El Boletín Oficial de Cantabria (BOC) ha publicado el anuncio de información pública del Plan de Gestión de Lobo con el objetivo de que los interesados podrán presentar alegaciones y observaciones hasta el día 31 de enero ante la Dirección General del Medio Natural de la Consejería de Medio Rural, Pesca y Alimentación del Gobierno de Cantabria.
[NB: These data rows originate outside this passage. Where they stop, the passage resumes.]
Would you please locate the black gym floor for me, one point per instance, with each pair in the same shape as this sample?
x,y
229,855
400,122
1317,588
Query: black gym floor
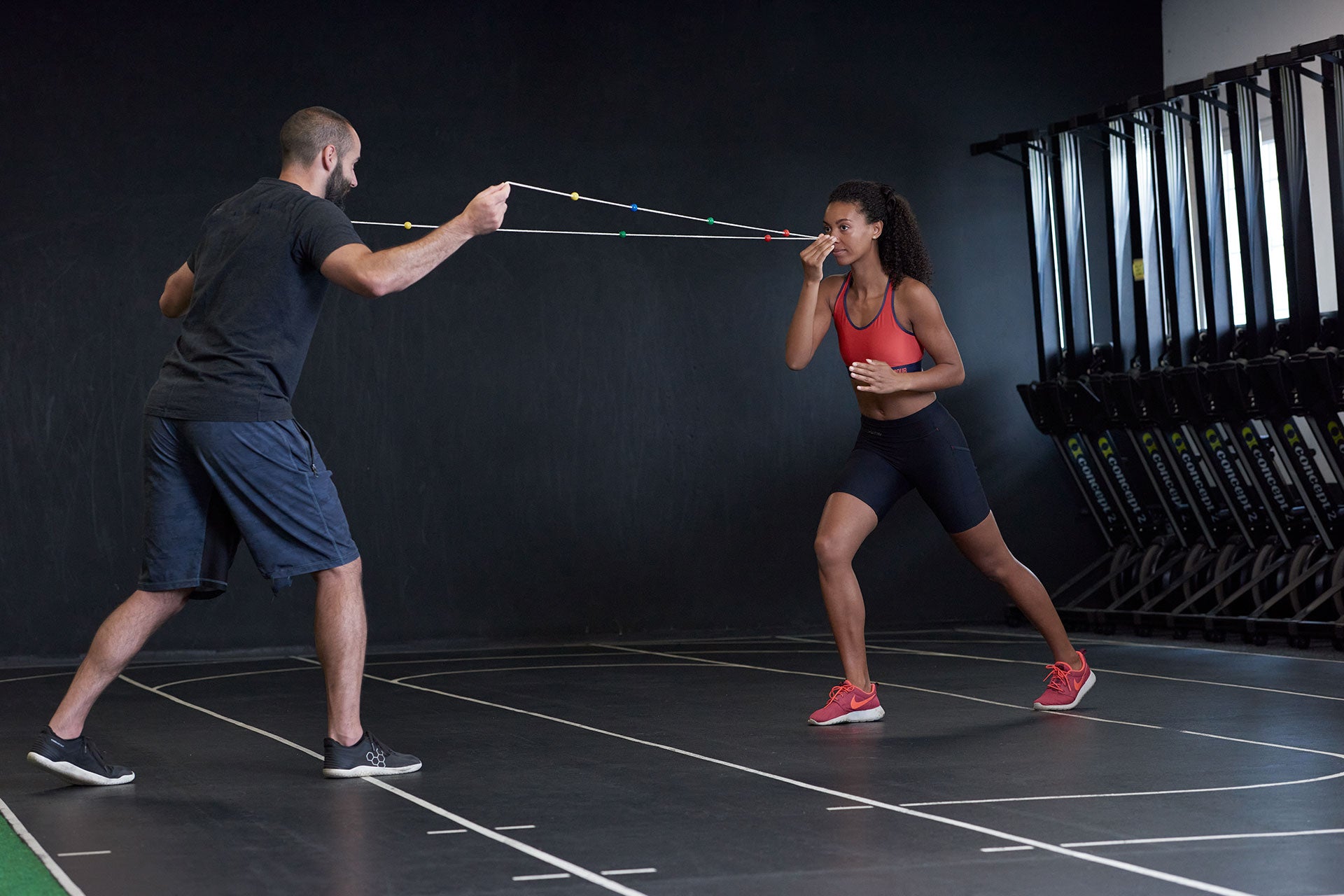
x,y
686,767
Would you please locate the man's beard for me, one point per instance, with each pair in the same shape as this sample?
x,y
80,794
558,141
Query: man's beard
x,y
337,187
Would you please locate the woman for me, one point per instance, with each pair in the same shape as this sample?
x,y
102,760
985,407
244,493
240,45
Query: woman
x,y
886,318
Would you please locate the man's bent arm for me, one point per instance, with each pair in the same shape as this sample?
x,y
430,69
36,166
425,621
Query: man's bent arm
x,y
176,298
390,270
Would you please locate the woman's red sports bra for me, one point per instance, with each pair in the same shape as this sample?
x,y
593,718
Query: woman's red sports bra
x,y
882,339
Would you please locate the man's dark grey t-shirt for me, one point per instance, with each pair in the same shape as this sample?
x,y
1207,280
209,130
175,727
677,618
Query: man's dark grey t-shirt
x,y
257,296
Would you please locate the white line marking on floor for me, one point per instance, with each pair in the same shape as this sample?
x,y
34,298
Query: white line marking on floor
x,y
1113,672
235,675
62,878
953,822
960,802
424,804
523,656
574,665
1190,840
1160,647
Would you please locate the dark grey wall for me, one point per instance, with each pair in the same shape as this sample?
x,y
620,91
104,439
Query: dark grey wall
x,y
549,434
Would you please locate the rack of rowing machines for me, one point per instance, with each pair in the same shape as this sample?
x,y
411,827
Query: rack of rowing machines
x,y
1202,430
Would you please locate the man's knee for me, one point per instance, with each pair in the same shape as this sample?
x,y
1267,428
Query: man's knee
x,y
164,602
347,574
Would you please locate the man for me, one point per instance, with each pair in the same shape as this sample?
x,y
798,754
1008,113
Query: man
x,y
223,454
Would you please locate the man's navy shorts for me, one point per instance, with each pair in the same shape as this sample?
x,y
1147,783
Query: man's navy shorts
x,y
210,484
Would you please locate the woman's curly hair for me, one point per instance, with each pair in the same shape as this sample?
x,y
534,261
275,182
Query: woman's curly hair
x,y
901,248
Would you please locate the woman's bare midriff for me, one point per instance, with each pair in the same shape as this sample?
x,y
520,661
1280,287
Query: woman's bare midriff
x,y
894,406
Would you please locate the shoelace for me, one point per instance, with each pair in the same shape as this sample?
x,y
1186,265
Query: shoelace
x,y
1057,676
93,751
840,690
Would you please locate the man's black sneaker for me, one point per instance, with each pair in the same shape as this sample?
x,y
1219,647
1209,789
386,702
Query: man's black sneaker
x,y
77,761
365,760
En ese plazo, el proyecto podrá consultarse en la propia Dirección General, situada en el Parque Científico y Tecnológico (PCTCAN), en esta página web y en el Portal de Transparencia de Cantabria

Este documento se plantea como una herramienta fundamental que, atendiendo a la demanda social y enmarcado en los conocimientos científicos y técnicos existentes en la actualidad, garantice el buen estado de conservación del lobo en Cantabria de forma compatible con el mantenimiento y la rentabilidad de la ganadería extensiva.

La finalidad última de este Plan es, según el consejero de Medio Rural, Pesca y Alimentación, Jesús Oria, cumplir con las obligaciones legales que establecen la normativa europea y estatal, manteniendo en un estado de conservación favorable a la especie, y que la relación entre la ganadería extensiva y el lobo, que nunca va a estar libre de conflictos, «se mantenga dentro de los límites del razonable debate y lejos de las posiciones maximalistas o de los oportunistas, que tanto daño hacen a su gestión».

El proyecto de Plan de Gestión plantea un marco normativo específico que considera los aspectos biológicos, ecológicos y sociales, basado en la mejor información disponible y en una gestión adaptativa que responda adecuadamente a la evolución de la especie y su entorno.

Asimismo, este Plan pretende lograr que los daños que el lobo produzca en la ganadería extensiva no hagan inviable, o condicionen de manera relevante, su mantenimiento, mejora y rentabilidad en nuestra región, considerando que se trata de una actividad económica clave para las zonas rurales y que, por tanto, es esencial para luchar contra el despoblamiento, además de jugar un papel crucial en la conservación de la biodiversidad y los paisajes de Cantabria.

Por ello, incluye medidas para prevenir los ataques de los lobos y también para compensar a las explotaciones de ganadería extensiva de la región los daños que pueda ocasionar en sus cabañas.